Durante la cena, Montse pudo saber que Antonio no era viudo, se había separado de su mujer hacía justo medio año y nunca tuvieron ningún hijo, ni mucho menos una niña con graciosos bucles castaños. Y unas horas después, cuando los tres desayunaban en la cocina, Antonio dejó entrever que todavía seguía queriendo a su mujer, aunque ella siguiera viviendo (en la que aún consideraba su casa) con el hombre por el que le abandonó.
Tras desayunar, el marido y Antonio se dirigieron a sus respectivos trabajos; el primero, a una sucursal de banco, y el segundo, al terrado de los clientes más hospitalarios que había conocido nunca.
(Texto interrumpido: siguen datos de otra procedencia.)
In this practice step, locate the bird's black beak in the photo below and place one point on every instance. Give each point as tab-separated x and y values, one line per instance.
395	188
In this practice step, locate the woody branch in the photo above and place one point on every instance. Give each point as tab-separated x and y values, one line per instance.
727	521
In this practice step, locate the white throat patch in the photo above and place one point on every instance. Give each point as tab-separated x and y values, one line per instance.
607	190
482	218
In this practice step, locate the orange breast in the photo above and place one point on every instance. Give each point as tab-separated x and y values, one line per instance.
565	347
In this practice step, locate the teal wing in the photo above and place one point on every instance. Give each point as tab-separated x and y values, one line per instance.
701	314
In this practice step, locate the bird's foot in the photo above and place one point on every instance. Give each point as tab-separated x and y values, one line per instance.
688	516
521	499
Como había ocurrido el día anterior, a la hora de la comida, Antonio fue arrastrado hasta el comedor y Montse le recibió con el exquisito aroma de una zarzuela de pescado. Y de igual modo llegó la noche, y Antonio se encontró de nuevo entre las juveniles sábanas de una litera, custodiada, por un lado, por un póster de Kobe Bryant, y por el otro, por un póster de una semidesnuda Britney Spears.
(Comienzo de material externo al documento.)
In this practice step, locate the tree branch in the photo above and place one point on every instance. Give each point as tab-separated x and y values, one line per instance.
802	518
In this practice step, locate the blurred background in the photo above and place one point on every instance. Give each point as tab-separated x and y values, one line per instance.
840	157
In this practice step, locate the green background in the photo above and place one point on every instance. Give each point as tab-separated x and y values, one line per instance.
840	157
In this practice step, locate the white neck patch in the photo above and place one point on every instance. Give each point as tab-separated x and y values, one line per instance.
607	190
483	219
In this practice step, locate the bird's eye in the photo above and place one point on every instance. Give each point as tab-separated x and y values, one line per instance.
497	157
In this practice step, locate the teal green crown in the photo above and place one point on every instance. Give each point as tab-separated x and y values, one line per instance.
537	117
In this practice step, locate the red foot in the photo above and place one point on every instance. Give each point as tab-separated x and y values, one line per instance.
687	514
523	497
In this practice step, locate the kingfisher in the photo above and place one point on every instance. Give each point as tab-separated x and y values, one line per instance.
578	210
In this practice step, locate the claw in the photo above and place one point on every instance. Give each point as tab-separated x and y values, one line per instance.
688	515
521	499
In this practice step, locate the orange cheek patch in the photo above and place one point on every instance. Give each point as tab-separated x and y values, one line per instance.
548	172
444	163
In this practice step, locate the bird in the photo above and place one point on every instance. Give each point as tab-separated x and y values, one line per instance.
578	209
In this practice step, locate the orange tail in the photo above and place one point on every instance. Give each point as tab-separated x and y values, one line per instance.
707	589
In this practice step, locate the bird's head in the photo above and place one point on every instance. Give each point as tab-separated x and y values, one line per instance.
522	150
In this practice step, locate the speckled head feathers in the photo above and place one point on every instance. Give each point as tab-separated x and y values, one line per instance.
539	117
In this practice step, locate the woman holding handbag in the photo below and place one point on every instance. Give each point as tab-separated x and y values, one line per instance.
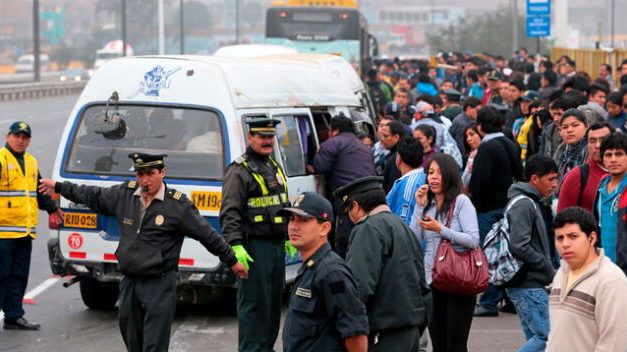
444	216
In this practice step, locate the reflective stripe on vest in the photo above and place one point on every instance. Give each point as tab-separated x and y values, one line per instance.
18	196
262	182
267	201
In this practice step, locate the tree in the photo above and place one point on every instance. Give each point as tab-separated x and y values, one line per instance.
489	33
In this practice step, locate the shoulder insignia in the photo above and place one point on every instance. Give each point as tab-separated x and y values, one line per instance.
240	159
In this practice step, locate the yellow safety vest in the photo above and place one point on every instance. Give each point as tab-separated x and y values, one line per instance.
18	196
267	200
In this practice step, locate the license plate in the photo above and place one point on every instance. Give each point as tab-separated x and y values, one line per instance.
80	220
207	200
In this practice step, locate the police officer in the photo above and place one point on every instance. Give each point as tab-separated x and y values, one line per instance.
325	312
385	258
19	204
154	219
253	192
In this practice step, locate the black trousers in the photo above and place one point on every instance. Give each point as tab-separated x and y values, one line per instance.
396	340
146	312
450	323
259	296
14	268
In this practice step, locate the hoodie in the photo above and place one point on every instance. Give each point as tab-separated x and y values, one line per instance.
529	240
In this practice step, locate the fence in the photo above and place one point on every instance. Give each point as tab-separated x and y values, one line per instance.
38	90
589	60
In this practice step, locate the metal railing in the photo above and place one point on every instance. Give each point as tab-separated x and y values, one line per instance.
19	91
589	60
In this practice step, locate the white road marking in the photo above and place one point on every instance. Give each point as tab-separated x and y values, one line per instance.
180	337
41	288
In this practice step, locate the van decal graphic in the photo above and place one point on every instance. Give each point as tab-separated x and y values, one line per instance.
156	79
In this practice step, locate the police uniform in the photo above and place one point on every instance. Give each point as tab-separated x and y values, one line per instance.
386	260
324	304
148	253
19	205
254	190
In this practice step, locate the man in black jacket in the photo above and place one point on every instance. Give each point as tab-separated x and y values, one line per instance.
389	136
343	158
496	166
154	219
529	242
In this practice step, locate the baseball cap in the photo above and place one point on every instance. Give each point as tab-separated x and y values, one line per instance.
310	205
20	127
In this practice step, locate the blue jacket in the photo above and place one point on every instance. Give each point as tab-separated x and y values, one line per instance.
401	198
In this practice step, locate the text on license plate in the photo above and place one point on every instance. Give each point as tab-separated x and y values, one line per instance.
82	220
207	200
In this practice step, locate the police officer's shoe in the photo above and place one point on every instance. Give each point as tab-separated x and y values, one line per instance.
484	312
20	324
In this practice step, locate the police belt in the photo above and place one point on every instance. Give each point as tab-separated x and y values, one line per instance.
267	201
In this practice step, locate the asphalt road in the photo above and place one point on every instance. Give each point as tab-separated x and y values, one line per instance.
67	325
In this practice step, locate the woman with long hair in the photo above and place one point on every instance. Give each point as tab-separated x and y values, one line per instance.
433	221
472	139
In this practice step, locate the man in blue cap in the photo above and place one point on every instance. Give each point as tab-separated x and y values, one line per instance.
324	299
385	258
19	203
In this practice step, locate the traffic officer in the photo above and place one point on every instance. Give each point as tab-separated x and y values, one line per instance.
253	192
154	219
325	312
386	259
19	204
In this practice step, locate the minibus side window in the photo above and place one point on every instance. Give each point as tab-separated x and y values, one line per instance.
290	133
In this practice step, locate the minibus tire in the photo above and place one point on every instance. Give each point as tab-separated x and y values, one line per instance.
98	295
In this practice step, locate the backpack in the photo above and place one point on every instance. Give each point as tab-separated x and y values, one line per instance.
502	264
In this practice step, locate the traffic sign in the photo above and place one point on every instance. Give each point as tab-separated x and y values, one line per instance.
538	7
538	26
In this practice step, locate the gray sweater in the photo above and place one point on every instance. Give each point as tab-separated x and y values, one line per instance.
463	232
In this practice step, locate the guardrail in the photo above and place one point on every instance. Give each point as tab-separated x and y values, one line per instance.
21	91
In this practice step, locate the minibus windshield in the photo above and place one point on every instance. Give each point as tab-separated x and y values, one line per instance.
192	139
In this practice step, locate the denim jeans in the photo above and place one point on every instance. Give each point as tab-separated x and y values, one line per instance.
491	298
532	306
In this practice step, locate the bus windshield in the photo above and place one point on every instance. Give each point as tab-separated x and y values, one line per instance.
312	24
191	138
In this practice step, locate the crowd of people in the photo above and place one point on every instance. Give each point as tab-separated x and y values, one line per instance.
479	138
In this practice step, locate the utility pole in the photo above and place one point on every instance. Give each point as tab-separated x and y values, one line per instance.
514	5
161	28
612	10
36	49
182	23
236	21
123	27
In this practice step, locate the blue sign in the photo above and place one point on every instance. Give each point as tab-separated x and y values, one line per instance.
538	26
538	7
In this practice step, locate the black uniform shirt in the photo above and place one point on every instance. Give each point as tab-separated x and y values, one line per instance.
239	186
150	238
324	306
La habitación de Antonio era colindante a la de Montse y Francesc. Allí, el matrimonio permanecía despierto bajo las sábanas, en silencio.
—Crees que se habrá dormido ya —susurró la mujer incorporándose hacia su marido.
Francesc no contestó, en lugar de ello movió los hombros en un gesto que denotaba cierta indiferencia y se dio media vuelta con intención de apagar la lamparilla de noche.
—No apagues la luz —le pidió ella. Él, al volverse hacia su mujer, adivinó en su mirada un deseo que hacía ya mucho tiempo que daba por extinguido. El cuerpo de Montse se aproximó, hasta enroscarse en sus piernas.
—Schhh, no podemos hacer mucho ruido, o nos oirá —prosiguió ella.
Y por el modo como lo dijo, realmente parecía que deseaba que Antonio oyera lo que pasaba en la habitación vecina, como si acabara de descubrir un nuevo estímulo en su monótona vida conyugal.
Pasaron los días y, por una excusa u otra, Antonio continuaba en la casa. Primero fue el cable, más tarde la antena, para pasar después a la tele. Y cuando parecía que una cosa estaba arreglada, la otra fallaba. En todo aquel tiempo, la destartalada furgoneta permaneció frente a la casa, aguardando resignada la vuelta de su dueño. Pero éste parecía no tener ninguna prisa en marcharse, ya que desde que le abandonara su mujer (y no sólo se fuera con otro, si no que le expropiara a demás de su propia casa), Antonio vivía en una triste pensión a la que no tenía ningún deseo de volver.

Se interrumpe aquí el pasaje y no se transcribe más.